Rohnert Park mother-daughter team designs floral masterpieces for any occasion
For one Rohnert Park family who’s experienced hardships, illnesses, celebrations, birthdays and more, there has been one consistent way to mark each occasion: with a bouquet of flowers.
Two of those family members, mother-daughter duo Rosa Luviano and Jennifer Flores, have gone into business together to share their artistry and knowledge of flower arranging with their community.
Monarca Valley Floral, which began about a year and a half ago, is a blossoming Sonoma County business that has branched far beyond appearances at the SoCo Market to offer custom floral arrangements for events such as weddings and quinceañeras. Through the business’ Instagram, customers and flower appreciators can see vivid visuals of the team’s creative arrangements from an elegant wedding centerpiece featuring white roses, to a rainbow bouquet of floral colors and textures in a mason jar, to a Valentine’s Day beer bouquet featuring bottles of Modelo embedded in greenery and baby’s breath. The flowers have even made their way to this year’s San Francisco State University graduation ceremony at Oracle Park in San Francisco.
It all began when the mother and daughter team decided to start the business one day during the COVID-19 pandemic when, Luviano said, she was feeling depressed and unhappy.
"Flowers are something that always give me peace and happiness, and my daughter has always been pushing me to do something that really makes me happy," she said. "That's why we decided to start Monarca Valley."

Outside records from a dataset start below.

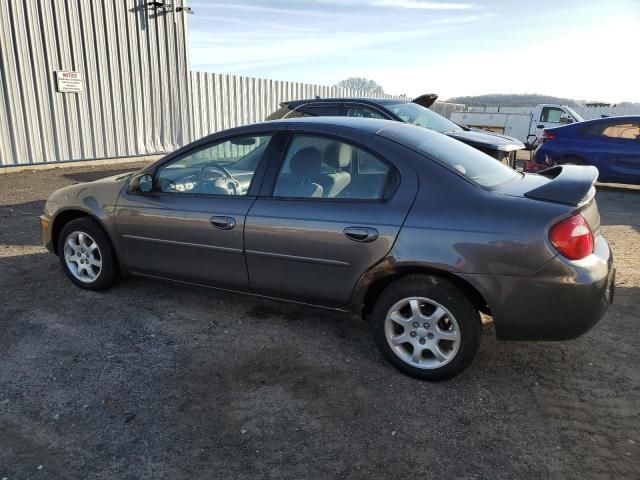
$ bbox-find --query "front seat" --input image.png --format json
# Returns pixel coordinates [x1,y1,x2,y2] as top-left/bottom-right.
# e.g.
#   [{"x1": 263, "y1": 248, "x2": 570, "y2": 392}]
[
  {"x1": 273, "y1": 147, "x2": 323, "y2": 198},
  {"x1": 316, "y1": 142, "x2": 351, "y2": 198}
]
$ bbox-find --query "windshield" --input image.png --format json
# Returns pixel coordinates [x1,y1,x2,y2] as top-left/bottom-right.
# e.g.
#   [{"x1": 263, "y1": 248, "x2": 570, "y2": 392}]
[
  {"x1": 378, "y1": 125, "x2": 522, "y2": 188},
  {"x1": 385, "y1": 102, "x2": 462, "y2": 133},
  {"x1": 564, "y1": 107, "x2": 584, "y2": 122}
]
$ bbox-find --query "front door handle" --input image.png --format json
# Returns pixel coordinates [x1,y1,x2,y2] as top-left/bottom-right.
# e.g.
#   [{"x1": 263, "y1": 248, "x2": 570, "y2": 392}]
[
  {"x1": 342, "y1": 227, "x2": 378, "y2": 243},
  {"x1": 209, "y1": 215, "x2": 236, "y2": 230}
]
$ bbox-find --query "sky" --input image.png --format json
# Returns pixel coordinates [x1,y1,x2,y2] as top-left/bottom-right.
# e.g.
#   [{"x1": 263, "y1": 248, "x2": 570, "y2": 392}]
[{"x1": 188, "y1": 0, "x2": 640, "y2": 102}]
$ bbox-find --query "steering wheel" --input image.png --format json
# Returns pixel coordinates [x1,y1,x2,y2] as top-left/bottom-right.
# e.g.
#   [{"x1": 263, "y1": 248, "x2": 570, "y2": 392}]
[{"x1": 198, "y1": 165, "x2": 238, "y2": 195}]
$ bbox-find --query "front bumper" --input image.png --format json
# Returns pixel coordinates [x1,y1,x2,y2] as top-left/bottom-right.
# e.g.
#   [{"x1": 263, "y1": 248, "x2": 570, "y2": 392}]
[{"x1": 464, "y1": 236, "x2": 615, "y2": 340}]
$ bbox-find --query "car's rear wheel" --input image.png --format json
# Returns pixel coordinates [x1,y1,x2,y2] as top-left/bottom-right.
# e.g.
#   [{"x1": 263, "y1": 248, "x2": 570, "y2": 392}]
[
  {"x1": 371, "y1": 275, "x2": 481, "y2": 380},
  {"x1": 58, "y1": 218, "x2": 117, "y2": 290}
]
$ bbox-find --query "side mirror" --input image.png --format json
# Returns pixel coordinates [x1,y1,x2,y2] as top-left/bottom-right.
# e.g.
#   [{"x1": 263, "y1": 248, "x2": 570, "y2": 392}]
[{"x1": 129, "y1": 173, "x2": 153, "y2": 193}]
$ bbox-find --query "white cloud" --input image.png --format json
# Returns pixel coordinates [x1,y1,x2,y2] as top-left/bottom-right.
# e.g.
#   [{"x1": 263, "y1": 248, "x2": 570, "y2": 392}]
[{"x1": 367, "y1": 0, "x2": 475, "y2": 10}]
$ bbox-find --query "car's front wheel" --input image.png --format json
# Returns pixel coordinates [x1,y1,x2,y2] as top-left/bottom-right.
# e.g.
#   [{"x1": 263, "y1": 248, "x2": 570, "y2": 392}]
[
  {"x1": 370, "y1": 275, "x2": 481, "y2": 380},
  {"x1": 58, "y1": 218, "x2": 117, "y2": 290}
]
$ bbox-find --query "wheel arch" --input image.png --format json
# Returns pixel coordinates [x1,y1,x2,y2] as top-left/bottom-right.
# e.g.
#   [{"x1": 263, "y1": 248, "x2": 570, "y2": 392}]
[
  {"x1": 51, "y1": 208, "x2": 118, "y2": 258},
  {"x1": 356, "y1": 262, "x2": 491, "y2": 318}
]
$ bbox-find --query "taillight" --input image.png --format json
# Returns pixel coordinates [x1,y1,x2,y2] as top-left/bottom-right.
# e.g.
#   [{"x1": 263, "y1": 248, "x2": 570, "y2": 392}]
[
  {"x1": 549, "y1": 213, "x2": 593, "y2": 260},
  {"x1": 540, "y1": 130, "x2": 556, "y2": 143}
]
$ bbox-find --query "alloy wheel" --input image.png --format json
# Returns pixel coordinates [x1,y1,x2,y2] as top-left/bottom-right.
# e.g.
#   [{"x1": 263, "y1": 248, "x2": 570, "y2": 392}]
[
  {"x1": 384, "y1": 297, "x2": 460, "y2": 369},
  {"x1": 64, "y1": 231, "x2": 102, "y2": 283}
]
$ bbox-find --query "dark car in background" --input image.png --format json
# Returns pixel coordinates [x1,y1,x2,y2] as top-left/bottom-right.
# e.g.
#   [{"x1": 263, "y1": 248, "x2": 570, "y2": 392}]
[
  {"x1": 266, "y1": 94, "x2": 525, "y2": 167},
  {"x1": 41, "y1": 117, "x2": 614, "y2": 380},
  {"x1": 525, "y1": 115, "x2": 640, "y2": 184}
]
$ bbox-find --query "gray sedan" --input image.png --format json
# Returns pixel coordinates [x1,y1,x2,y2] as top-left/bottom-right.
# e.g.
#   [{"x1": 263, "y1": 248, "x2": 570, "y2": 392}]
[{"x1": 41, "y1": 117, "x2": 614, "y2": 380}]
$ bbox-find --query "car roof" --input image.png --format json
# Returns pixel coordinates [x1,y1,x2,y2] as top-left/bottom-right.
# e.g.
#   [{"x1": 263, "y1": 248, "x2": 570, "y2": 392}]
[
  {"x1": 584, "y1": 115, "x2": 640, "y2": 125},
  {"x1": 280, "y1": 97, "x2": 409, "y2": 108},
  {"x1": 260, "y1": 117, "x2": 400, "y2": 133}
]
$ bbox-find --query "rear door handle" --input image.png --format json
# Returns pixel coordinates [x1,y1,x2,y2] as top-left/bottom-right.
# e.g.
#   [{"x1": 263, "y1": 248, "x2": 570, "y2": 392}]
[
  {"x1": 209, "y1": 215, "x2": 236, "y2": 230},
  {"x1": 342, "y1": 227, "x2": 378, "y2": 243}
]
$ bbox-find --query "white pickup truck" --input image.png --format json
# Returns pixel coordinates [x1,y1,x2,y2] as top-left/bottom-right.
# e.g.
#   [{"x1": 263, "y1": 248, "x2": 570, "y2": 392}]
[{"x1": 449, "y1": 104, "x2": 584, "y2": 149}]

Flores, which just so happens to translate to flowers in Spanish, said her mom has always been a talented florist and would regularly create special arrangements for her while she was growing up, whether it was for a first day of school, a birthday, prom or graduation. And over time, Flores learned from her mom and began to try her own hand at the art.
"It became our thing she and I would do together," she said.
And together, they decided on a business name: Monarca Valley Floral.
Cultural ties to their business
“Monarca” means monarch in Spanish and refers to the butterflies who migrate to Luviano's original home region, Michoacán, Mexico.
In Latino culture, butterflies and Mexico have always had sacred ties to one another. In late summer, millions of young monarch butterflies leave North America to make their way to the forest and mountains of central Mexico. The two month journey ends near November, around the time the country celebrates Día de Muertos — the holiday honoring those who have passed. It is said that those migrating butterflies hold the spirits of our ancestors and loved ones who are dropping by for a visit on one of the holiest celebrations in the region.
Oftentimes, customers and Instagram followers can spot money folded into the shape of butterflies or as metal pieces resting on a flower in the arrangement, which is a subtle nod to their name and culture.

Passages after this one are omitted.